ROMAN HISTORIQUE — Julie Maupin. Ce nom ne vous dit peut-être rien, mais il mérite d’ être connu. Cette jeune femme, qui a grandi à Versailles au temps de Louis XIV, est une escrimeuse émérite, une chanteuse lyrique et une actrice reconnue ! Elle a vécu une vie flamboyante à une époque qui l’était tout autant … Qui d’autre que Jean-Laurent Del Socorro pour rendre hommage à cette figure féminine d’une autre époque ? Après Boudicca, découvrez donc le fabuleux destin de Julie Maupin dans Une pour toutes.
1688. Julie a grandi face au château de Versailles, dans les écuries royales. Là, elle a appris à enchaîner les bottes et les parades et elle manie désormais l’épée aussi bien que les réparties. La jeune femme est éprise de liberté. Seulement voilà, Julie vient d’avoir 18 ans, et avec cela l’obligation de se marier. Car au XVIIIe siècle, les jeunes filles sont toujours la propriété d’un homme : le père, puis le mari. Mais il faudra plus qu’un mariage arrangé pour enchaîner la bretteuse émérite : sitôt mariée, elle expédie son mari à la campagne et rallie Paris pour gagner sa vie —et sa liberté. Elle y enchaîne les amants et les duels, ce qui lui vaut quelques ennuis et la force à quitter la capitale pour la province afin d’échapper aux agents de police de La Reynie. Commence alors une vie incroyable et tumultueuse, dont la première étape est à Marseille. Et pour une fois, tout est vrai, même le plus invraisemblable !

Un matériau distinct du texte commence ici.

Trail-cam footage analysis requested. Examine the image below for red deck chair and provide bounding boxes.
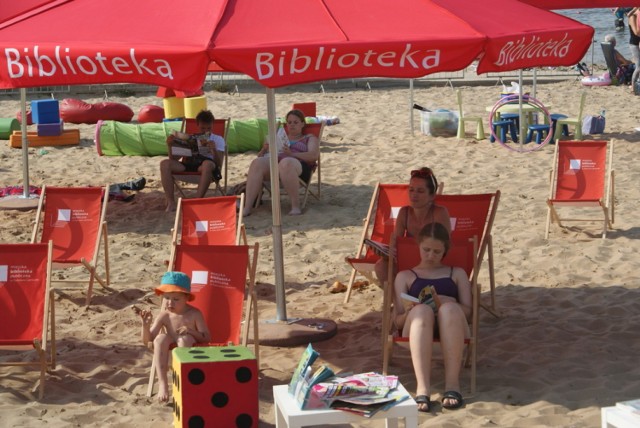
[0,242,56,399]
[147,243,260,396]
[382,236,480,394]
[254,123,324,209]
[436,190,500,317]
[344,183,409,303]
[172,117,231,198]
[171,193,247,259]
[31,186,110,305]
[291,101,317,117]
[544,141,615,239]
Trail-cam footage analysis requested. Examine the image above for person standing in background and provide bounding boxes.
[627,7,640,93]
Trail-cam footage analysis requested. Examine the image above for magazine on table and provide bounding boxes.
[364,239,389,256]
[331,390,409,418]
[289,344,409,417]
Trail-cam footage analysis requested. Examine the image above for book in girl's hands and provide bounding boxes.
[400,285,440,312]
[364,239,389,256]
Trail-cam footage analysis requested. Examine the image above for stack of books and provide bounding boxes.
[289,345,410,417]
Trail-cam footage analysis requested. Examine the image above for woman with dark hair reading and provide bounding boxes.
[375,167,451,284]
[393,223,472,412]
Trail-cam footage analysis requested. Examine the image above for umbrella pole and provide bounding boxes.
[409,79,414,135]
[254,88,338,346]
[20,88,29,198]
[267,88,287,321]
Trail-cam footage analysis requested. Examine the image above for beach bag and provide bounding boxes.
[582,116,605,135]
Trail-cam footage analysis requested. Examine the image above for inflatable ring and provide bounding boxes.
[489,94,553,153]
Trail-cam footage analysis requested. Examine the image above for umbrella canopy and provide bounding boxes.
[520,0,638,10]
[210,0,593,87]
[0,0,219,91]
[0,0,593,91]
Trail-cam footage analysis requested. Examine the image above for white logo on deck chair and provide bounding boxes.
[191,270,209,292]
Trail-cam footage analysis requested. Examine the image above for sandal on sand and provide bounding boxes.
[442,391,464,410]
[415,395,431,413]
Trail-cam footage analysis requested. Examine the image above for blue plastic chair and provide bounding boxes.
[526,123,551,144]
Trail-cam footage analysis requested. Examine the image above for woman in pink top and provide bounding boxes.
[243,110,320,216]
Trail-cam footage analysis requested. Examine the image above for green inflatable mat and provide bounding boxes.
[95,119,268,156]
[96,120,182,156]
[0,118,20,140]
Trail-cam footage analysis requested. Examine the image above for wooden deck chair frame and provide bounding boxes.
[554,91,587,141]
[382,236,480,394]
[344,182,444,303]
[169,193,247,268]
[0,241,56,400]
[254,123,324,209]
[171,117,231,198]
[456,89,485,140]
[147,242,260,397]
[544,140,615,239]
[31,185,112,306]
[436,190,500,317]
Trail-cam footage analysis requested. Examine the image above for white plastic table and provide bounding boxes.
[602,406,640,428]
[273,384,418,428]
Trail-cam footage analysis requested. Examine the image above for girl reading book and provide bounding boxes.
[375,167,451,285]
[394,223,472,412]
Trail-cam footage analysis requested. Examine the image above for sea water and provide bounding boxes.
[554,8,631,68]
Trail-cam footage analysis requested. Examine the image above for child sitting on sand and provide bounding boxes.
[140,272,211,402]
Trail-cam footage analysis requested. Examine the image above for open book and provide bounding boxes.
[400,285,440,312]
[364,239,389,256]
[171,134,198,157]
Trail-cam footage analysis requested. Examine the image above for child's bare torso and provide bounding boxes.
[160,306,198,340]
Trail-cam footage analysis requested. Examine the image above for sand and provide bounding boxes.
[0,80,640,427]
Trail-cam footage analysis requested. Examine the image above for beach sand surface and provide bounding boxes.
[0,80,640,427]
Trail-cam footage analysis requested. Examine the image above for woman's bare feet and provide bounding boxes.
[164,202,176,213]
[158,382,169,403]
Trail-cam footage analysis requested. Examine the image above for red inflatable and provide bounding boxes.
[60,98,133,124]
[16,110,33,125]
[138,105,164,123]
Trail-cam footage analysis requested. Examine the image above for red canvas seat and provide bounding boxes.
[31,186,109,305]
[382,236,480,394]
[436,190,500,316]
[172,194,246,245]
[0,242,56,399]
[344,183,409,303]
[545,141,615,239]
[147,243,260,396]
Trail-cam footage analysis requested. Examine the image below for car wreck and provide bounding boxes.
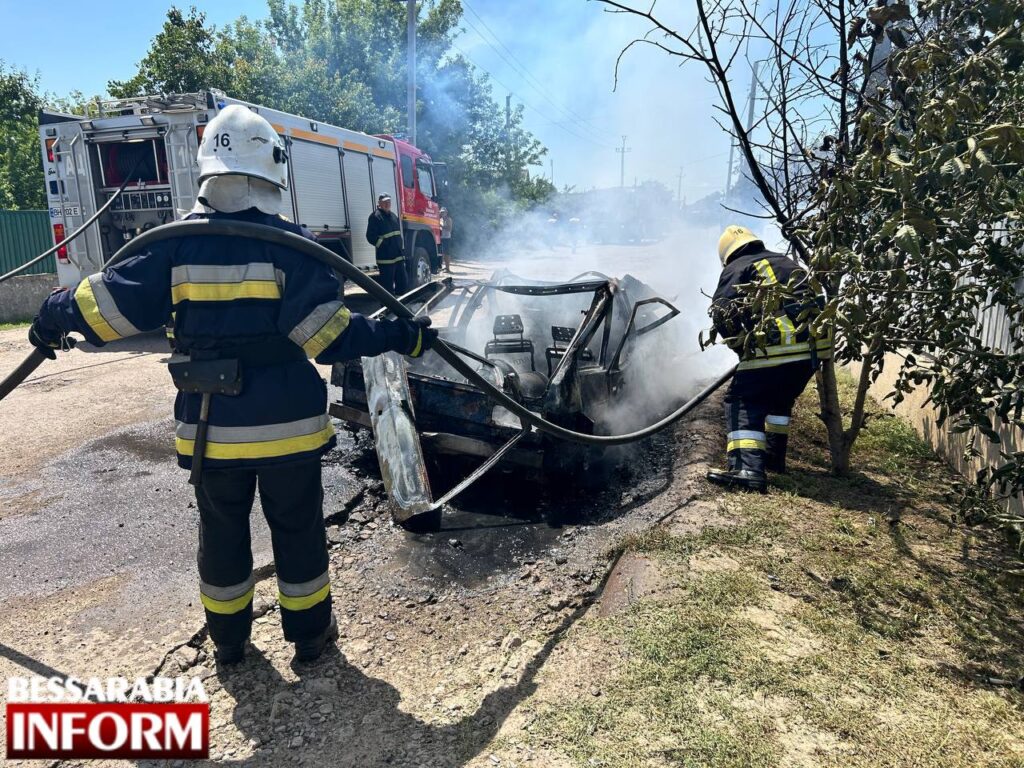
[330,270,679,522]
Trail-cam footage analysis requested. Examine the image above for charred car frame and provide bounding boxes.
[330,270,679,472]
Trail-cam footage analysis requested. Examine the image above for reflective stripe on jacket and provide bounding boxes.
[711,250,833,371]
[367,208,404,265]
[41,209,407,469]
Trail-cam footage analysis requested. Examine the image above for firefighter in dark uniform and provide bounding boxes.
[29,105,436,664]
[708,225,831,493]
[367,195,409,296]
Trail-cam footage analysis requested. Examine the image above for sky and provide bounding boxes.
[0,0,745,201]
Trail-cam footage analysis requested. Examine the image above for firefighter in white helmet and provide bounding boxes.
[30,105,436,664]
[708,225,831,493]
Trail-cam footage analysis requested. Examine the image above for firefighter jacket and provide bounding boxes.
[40,208,409,469]
[367,208,406,266]
[710,250,833,371]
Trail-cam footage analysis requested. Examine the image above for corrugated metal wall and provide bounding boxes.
[0,211,56,274]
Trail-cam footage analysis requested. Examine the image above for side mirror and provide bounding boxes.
[433,163,447,200]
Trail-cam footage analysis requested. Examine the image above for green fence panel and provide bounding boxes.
[0,211,57,274]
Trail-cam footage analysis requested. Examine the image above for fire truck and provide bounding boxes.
[39,89,447,287]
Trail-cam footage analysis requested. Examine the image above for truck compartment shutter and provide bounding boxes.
[371,157,404,216]
[344,152,376,267]
[291,139,348,231]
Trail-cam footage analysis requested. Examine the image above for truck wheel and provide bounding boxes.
[409,246,430,288]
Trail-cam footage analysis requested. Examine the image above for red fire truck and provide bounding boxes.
[39,90,447,286]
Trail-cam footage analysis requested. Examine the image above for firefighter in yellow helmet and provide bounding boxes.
[708,225,831,493]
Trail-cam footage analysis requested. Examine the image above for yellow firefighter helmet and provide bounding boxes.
[718,224,764,266]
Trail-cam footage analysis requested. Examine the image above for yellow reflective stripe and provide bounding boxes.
[171,280,281,304]
[278,584,331,610]
[374,230,401,248]
[725,438,767,452]
[199,587,256,615]
[775,314,797,346]
[174,424,334,460]
[754,259,778,286]
[302,307,352,357]
[736,352,811,371]
[75,278,124,341]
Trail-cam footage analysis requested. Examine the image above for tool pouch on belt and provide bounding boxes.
[167,359,242,395]
[167,353,242,486]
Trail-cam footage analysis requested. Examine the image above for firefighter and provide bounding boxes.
[708,225,831,493]
[29,105,436,664]
[367,195,409,296]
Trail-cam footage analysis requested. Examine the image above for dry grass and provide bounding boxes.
[532,370,1024,768]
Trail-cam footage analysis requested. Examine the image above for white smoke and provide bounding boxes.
[458,201,735,433]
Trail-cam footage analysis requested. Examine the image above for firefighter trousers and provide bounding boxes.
[377,260,409,296]
[196,459,331,645]
[725,360,814,473]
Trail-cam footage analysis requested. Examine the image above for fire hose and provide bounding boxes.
[0,219,736,445]
[0,158,142,286]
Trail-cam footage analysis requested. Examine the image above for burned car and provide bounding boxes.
[330,271,678,485]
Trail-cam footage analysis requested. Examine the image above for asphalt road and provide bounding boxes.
[0,237,737,720]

Seule, envers et contre tous ? Eh bien, non ! Car Julie est en fait accompagnée depuis le début par un certain Méphistophélès, le très connu personnage du mythe de Faust, qui se présente à elle comme le diable. Car avant de rencontrer le fameux Faust, Méphistophélès a donc poursuivi Julie de ses assiduités afin de lui offrir une vie de plaisirs et de liberté en échange de son âme. Mais Julie s’y est toujours refusée, préférant gagner son émancipation toute seule. De ces contrats ratés va naître une amitié entre les deux personnages, qui ne manquent pas une occasion de croiser le fer ou de s’envoyer des réparties cinglantes (mais si bien trouvées). Cela n’est d’ailleurs pas sans rappeler le personnage de la Mort dans Je suis fille de rage, et permet d’apporter la touche si caractéristique de fantasy aux romans historiques de l’auteur.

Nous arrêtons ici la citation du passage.